Yeah definitely multiplied, but I'm nearly positive that the RHS bottom limits are 0.
Regardless, my question still holds, where does this identity come from (in whatever form it actually has)

4. Nov 23, 2014

### Orodruin

Staff Emeritus
Well, the integral is just a number:
$$I = \int_{-\infty}^\infty f(x) dx$$
which you can square, which results in a multiplication $I\cdot I$. The variable $x$ is just a dummy variable which is being integrated over and you can call it $y$ in the second term.
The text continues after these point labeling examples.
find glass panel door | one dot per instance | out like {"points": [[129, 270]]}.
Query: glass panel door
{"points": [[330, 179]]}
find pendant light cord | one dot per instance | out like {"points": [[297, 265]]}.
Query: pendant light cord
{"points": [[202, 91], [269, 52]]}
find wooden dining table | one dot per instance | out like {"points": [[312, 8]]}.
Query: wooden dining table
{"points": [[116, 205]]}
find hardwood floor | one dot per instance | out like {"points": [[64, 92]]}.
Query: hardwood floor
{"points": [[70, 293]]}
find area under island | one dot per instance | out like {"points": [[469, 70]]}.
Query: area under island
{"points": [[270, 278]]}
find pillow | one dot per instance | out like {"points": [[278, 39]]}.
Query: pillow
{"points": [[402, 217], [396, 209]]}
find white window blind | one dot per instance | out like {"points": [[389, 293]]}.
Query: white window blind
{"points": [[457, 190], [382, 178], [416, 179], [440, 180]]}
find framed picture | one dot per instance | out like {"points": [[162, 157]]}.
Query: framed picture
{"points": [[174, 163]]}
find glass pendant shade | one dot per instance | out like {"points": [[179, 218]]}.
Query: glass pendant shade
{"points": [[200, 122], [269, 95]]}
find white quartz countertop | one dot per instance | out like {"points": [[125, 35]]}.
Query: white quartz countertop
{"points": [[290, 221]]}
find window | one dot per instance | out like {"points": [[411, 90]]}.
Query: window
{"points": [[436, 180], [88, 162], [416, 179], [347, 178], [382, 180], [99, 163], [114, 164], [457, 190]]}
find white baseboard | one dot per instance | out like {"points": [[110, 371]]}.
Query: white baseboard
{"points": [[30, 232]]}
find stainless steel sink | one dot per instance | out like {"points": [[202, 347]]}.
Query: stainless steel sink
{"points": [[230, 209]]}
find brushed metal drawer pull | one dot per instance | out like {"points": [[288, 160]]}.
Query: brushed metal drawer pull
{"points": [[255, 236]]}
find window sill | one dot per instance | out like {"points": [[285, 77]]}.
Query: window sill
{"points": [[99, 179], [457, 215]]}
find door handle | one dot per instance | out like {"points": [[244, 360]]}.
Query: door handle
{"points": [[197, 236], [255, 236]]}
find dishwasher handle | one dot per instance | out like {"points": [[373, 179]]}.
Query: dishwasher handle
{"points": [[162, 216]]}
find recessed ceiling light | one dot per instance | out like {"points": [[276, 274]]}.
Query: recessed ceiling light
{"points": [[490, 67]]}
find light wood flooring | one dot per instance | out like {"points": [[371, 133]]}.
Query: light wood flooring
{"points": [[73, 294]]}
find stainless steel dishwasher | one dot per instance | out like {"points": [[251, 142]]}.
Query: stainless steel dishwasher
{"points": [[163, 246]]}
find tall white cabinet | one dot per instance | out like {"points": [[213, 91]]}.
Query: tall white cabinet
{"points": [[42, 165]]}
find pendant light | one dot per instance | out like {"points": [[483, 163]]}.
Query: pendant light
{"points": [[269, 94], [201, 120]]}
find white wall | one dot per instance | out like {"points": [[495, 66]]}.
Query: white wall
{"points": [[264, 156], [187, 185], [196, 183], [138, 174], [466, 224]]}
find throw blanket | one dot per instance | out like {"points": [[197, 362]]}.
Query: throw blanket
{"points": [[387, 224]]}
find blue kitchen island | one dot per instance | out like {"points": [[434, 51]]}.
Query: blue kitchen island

If you call it $x$ in the second term you may run into trouble because you just named two different dummy variables the same thing, if you name it $y$, everything in the first integral is constant wrt $y$ and you can move it inside the second integral without problem.

5. Nov 23, 2014

### occh

Great, thanks!

6. Nov 23, 2014

### mathman

If the integrand is symmetric (Gaussian is), then the integral starting at 0 is 1/2 the total.

7. Nov 23, 2014

### Orodruin

Staff Emeritus
However, it should be noted that the standard computation of the Gaussian integral uses all of $\mathbb R^2$ as the integration domain and does the evaluation in polar coordinates in the $xy$-plane. This results in a range for the radial coordinate $r$ which is 0 to $\infty$, which I suspect is the source of the confusion in this case.